[summary: There's a laundry list of things that might go wrong when we suppose that an advanced AI is checking something Potentially Bad with the user/operator/programmer to see if the user labels the thing as Considered Bad, and relying on this step of the workflow to exclude things that are Actually Bad. E.g., the user might not be able to detect Actually Bad things reliably, the space of Potentially Bad things might be so broad that the Actually Bad things are 1,000 items down the list of things that are Potentially Bad, the AI might just learn to do things that won't be Considered Bad and thereby seek out special cases of bad things that the user can't detect as bad, etcetera.]
If we're supposing that an advanced agent is checking something Potentially Bad with its user to find out if the thing is Considered Bad by that user, we need to worry about the following generic issues:
- Can the AI tell which things are Potentially Bad in a way that includes all things that are Actually Bad?
- Can the user reliably tell which Potentially Bad things are Actually Bad?
- Does the AI, emergently or deliberately, seek out Potentially Bad things that the user will not label as Considered Bad, thereby potentially optimizing for Actually Bad things that the user mislabels as Not Bad? (E.g., if the agent learns to avoid new tries similar to those already labeled bad, we're excluding the Considered Bad space, but what's left may still contain Actually Bad things via Nearest unblocked strategy or a similar phenomenon.)

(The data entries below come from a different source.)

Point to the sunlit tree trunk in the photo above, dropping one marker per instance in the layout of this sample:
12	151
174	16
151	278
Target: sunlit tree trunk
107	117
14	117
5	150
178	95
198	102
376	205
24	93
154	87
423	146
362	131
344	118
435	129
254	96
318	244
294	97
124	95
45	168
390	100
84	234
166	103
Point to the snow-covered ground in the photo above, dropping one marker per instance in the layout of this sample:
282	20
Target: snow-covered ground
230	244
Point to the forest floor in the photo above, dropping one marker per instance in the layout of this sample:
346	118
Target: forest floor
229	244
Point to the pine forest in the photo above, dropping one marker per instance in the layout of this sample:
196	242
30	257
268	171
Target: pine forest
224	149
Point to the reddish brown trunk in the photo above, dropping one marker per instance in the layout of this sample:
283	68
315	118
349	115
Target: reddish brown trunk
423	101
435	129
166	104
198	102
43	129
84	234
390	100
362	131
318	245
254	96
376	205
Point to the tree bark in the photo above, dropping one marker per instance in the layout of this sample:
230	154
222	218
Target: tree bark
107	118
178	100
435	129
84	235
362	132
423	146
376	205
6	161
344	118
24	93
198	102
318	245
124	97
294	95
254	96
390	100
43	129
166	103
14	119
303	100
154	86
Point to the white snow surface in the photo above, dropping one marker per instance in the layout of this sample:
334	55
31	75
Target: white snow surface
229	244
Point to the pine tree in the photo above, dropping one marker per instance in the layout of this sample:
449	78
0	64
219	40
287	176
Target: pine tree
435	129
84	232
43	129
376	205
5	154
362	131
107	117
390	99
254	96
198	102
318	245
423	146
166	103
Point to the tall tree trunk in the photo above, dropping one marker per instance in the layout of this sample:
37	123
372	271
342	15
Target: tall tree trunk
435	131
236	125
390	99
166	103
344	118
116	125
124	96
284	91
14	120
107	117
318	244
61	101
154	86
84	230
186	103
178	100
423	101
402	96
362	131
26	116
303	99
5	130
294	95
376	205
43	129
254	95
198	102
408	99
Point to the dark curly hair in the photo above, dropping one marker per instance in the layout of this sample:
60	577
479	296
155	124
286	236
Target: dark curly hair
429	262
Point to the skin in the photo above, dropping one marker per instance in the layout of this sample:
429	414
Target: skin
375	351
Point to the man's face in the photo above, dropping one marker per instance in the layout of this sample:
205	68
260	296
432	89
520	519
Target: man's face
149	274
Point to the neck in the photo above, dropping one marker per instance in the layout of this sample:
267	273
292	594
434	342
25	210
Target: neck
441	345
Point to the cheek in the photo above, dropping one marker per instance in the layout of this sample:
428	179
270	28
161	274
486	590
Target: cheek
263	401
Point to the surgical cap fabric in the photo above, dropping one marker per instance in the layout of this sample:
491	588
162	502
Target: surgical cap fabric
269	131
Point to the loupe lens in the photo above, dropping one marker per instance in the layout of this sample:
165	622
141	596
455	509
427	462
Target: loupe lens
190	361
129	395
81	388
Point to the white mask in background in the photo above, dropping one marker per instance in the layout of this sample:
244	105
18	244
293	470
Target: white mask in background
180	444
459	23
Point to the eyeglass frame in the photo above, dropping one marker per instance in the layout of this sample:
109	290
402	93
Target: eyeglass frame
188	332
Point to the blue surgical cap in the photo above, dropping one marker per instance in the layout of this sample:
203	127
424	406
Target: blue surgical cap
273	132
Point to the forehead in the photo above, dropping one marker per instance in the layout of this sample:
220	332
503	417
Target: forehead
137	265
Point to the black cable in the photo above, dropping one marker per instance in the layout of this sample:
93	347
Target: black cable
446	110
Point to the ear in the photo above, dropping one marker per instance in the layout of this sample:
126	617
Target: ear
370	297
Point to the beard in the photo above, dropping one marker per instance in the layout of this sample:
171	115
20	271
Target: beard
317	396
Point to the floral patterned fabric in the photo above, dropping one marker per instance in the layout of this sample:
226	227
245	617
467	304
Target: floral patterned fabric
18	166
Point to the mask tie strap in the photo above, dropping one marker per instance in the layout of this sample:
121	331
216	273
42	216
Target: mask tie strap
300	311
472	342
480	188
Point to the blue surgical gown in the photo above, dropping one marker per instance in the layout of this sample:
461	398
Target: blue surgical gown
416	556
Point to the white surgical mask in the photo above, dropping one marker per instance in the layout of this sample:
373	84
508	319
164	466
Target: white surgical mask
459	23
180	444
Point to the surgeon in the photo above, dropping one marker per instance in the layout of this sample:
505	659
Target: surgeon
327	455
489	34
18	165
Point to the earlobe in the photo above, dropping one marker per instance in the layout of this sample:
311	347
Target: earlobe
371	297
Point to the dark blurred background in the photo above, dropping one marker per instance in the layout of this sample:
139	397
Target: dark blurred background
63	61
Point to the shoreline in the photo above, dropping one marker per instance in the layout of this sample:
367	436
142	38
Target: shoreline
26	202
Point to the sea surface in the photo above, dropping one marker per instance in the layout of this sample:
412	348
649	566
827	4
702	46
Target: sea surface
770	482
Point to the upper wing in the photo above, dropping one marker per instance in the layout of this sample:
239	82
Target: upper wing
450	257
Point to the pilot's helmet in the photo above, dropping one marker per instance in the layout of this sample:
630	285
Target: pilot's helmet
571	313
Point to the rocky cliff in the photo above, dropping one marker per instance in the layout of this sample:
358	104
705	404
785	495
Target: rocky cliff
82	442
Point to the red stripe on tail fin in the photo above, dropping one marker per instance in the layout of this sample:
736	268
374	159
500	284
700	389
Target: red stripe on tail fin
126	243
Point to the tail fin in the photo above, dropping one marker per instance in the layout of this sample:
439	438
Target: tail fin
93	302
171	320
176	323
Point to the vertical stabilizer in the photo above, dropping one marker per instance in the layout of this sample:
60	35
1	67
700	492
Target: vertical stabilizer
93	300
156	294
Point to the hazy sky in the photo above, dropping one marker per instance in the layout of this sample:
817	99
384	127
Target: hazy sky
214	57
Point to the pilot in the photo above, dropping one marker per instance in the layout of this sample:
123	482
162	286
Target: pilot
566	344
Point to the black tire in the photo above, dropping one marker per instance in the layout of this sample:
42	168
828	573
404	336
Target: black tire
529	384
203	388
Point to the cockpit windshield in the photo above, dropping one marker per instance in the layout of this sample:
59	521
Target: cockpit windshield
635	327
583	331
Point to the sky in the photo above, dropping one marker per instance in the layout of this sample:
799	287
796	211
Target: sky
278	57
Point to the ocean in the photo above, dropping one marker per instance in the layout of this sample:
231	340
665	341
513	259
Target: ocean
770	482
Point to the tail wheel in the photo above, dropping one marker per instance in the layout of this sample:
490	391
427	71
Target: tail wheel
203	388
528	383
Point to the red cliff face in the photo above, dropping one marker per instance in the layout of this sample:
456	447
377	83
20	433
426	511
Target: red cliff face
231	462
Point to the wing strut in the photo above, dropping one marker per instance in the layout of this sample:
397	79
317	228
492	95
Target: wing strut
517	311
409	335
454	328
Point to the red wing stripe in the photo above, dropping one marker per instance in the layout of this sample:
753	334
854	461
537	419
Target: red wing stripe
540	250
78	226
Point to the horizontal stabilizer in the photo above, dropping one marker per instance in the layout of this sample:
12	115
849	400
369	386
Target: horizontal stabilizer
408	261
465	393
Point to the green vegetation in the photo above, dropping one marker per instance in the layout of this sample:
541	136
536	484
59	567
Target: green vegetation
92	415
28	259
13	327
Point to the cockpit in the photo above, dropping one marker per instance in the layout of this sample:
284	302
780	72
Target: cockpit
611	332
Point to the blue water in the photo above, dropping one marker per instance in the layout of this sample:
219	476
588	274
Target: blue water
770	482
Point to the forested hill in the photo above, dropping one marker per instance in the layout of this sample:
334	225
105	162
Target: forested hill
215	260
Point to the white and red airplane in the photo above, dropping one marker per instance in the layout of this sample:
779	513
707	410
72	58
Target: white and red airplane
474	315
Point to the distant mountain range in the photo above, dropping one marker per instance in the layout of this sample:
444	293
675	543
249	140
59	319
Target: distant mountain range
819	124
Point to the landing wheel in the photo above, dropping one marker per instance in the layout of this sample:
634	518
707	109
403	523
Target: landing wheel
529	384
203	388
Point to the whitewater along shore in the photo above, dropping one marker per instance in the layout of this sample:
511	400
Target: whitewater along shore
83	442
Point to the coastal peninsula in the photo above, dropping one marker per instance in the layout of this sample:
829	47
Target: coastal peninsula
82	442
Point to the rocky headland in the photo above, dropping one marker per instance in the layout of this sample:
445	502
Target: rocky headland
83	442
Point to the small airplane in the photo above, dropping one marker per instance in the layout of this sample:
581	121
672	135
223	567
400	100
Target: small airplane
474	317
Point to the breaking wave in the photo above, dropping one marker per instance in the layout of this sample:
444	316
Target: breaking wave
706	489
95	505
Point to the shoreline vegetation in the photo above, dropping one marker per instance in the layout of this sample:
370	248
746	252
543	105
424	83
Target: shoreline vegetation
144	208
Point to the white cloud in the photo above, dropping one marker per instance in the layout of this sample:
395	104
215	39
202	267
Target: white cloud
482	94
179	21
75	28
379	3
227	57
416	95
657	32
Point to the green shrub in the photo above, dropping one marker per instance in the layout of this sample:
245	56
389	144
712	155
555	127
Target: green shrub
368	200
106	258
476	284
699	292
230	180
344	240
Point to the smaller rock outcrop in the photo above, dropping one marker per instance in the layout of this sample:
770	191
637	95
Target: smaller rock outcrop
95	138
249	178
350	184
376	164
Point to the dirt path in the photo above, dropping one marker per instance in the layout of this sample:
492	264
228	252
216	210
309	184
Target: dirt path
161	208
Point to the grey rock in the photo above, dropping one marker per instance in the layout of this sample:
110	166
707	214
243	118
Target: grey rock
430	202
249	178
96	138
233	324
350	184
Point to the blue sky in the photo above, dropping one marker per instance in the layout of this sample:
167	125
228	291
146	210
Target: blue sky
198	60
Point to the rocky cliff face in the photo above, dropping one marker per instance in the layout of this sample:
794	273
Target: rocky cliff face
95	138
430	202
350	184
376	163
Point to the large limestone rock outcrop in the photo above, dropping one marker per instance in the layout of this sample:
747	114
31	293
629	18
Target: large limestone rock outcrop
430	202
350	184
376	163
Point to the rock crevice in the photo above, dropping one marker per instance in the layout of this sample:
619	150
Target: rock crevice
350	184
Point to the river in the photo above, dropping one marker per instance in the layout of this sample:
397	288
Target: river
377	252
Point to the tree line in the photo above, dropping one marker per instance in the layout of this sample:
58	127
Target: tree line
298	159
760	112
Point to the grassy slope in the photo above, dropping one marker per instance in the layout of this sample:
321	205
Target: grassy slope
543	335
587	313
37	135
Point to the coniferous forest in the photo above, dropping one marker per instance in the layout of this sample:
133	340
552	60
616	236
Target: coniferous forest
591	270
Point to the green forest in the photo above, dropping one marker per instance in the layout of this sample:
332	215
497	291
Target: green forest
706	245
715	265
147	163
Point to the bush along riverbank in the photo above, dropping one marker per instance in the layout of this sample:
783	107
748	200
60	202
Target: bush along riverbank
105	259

- Is the criterion for Potentially Bad so broad, and Actually Bad things hard enough to reliably prioritize within that space, that 10% of the time an Actually Bad thing will not be in the top 1,000 Potentially Bad things the user can afford the time to check?
- Can the AI successfully communicate to the user the details of what set off the flag for Potential Badness, or even communicate to the user exactly what was flagged as Potentially Bad, if this is an important part of the user making the decision?
- Do the AI's communication goals risk [optimizing_user optimizing the user]?
- Are the details of Potential Badness or even the subject of Potential Badness so inscrutable as to be impenetrable? (E.g., AlphaGo trying to explain to a human why a Go move is potentially bad, or for that matter, a Go professional trying to explain to an amateur why a Go move is potentially bad - we might just be left with blind trust, at which point we might as well just tell the AI not to do Potentially Bad things rather than asking it to pointlessly check with the user.)
- Does the AI, emergently or instrumentally, optimize for the user not labeling things as Potentially Bad, thereby potentially leading to user deception?